In comparison to some of the neighbouring countries bordering Namibia, Mutota said their borders are clearly marked and well maintained.
“While on our side, it is a different scenario. This status quo makes it difficult for the communities living along the borders to realise they have illegally crossed into the neighbouring territories,” said Mutota, who was speaking during the official opening of the counter-insurgency operations training at Ondangwa on Friday.
Apart from the demarcation challenges, Mutota said the directorate is also haunted by a lack of manpower, ageing fleet, living and office accommodation.
He thus urged for the prioritisation to the regions that did not benefit from the financial year to now benefit, citing that the latter will boost morale and encourage members to be redeployed or transferred for border patrols. According to Mutota, a number of factors, including retirement, death and transfers were affecting the efficient border patrols by the police.
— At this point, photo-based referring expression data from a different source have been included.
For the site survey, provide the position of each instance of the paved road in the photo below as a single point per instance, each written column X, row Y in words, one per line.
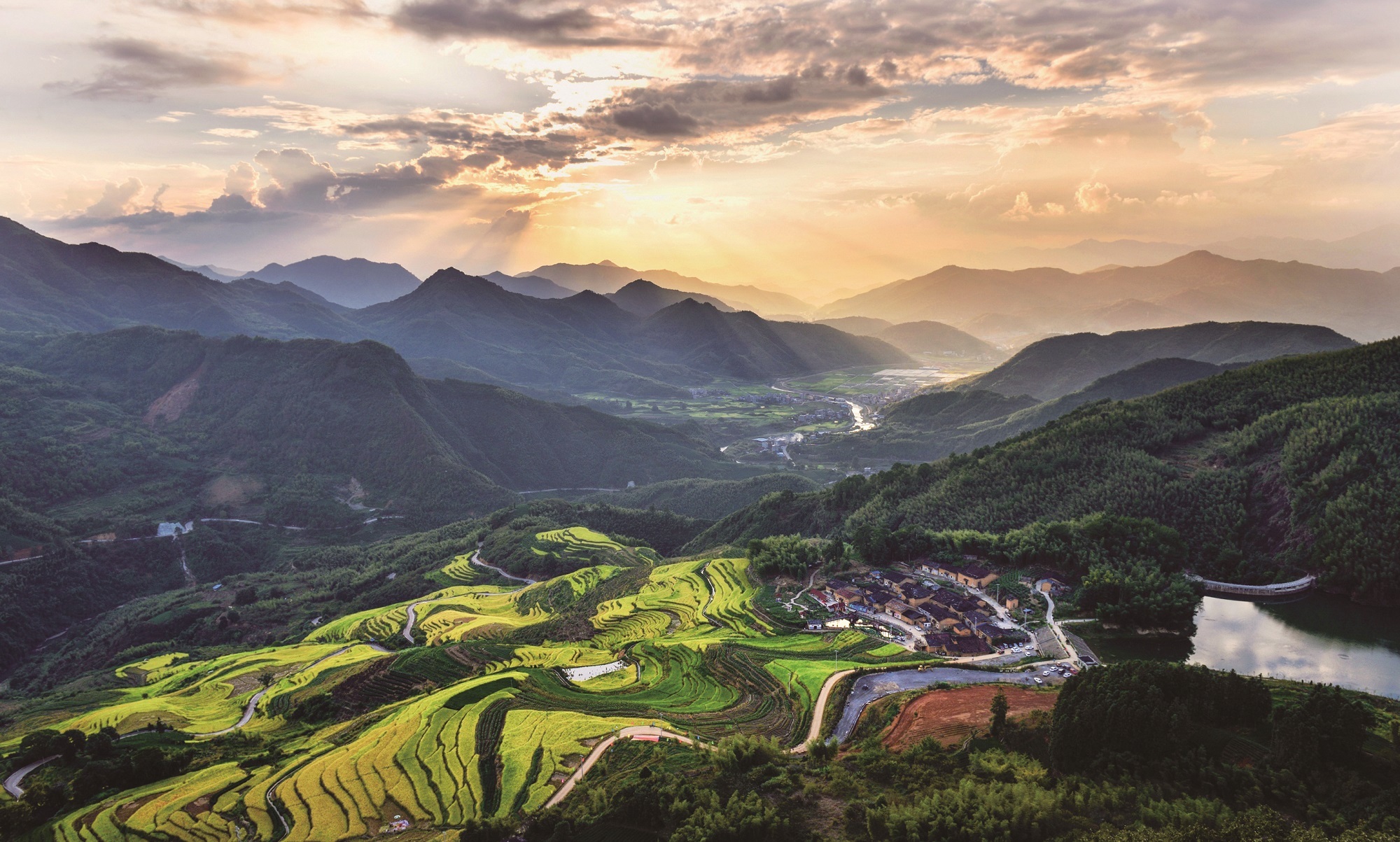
column 12, row 784
column 253, row 704
column 477, row 560
column 638, row 731
column 877, row 686
column 811, row 581
column 414, row 617
column 1055, row 627
column 816, row 732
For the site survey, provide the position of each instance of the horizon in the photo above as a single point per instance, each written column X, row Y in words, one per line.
column 806, row 147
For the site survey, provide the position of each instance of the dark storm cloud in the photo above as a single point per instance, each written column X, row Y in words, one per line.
column 654, row 120
column 141, row 69
column 710, row 106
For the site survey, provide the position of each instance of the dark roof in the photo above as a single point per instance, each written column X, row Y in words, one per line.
column 940, row 613
column 968, row 647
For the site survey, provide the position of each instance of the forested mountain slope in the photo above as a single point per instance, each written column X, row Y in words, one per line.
column 1195, row 287
column 1270, row 470
column 1063, row 364
column 610, row 277
column 174, row 424
column 582, row 343
column 47, row 284
column 352, row 283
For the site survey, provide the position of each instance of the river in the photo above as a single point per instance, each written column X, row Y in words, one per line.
column 1318, row 638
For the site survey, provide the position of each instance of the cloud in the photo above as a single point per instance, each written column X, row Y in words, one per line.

Police chief Sebastian Ndeitunga said the training course is vital, as it equips participants with knowledge and skills to adequately respond to contemporary challenges such as that of global terrorism.
Ndeitunga said it will further prepare the members to be ready to counter any possibility of insurgency. “I, therefore, implore you to cascade it further down to every member of the Special Field Force,” said Ndeitunga.
The three-month training course, which started on 1 March, will end in May. The 90 trainees will supplement the existing 2 356 members to guard against transactional crimes.
The training is being held at the Ruben Danger Ashipala Training Centre at Ondangwa.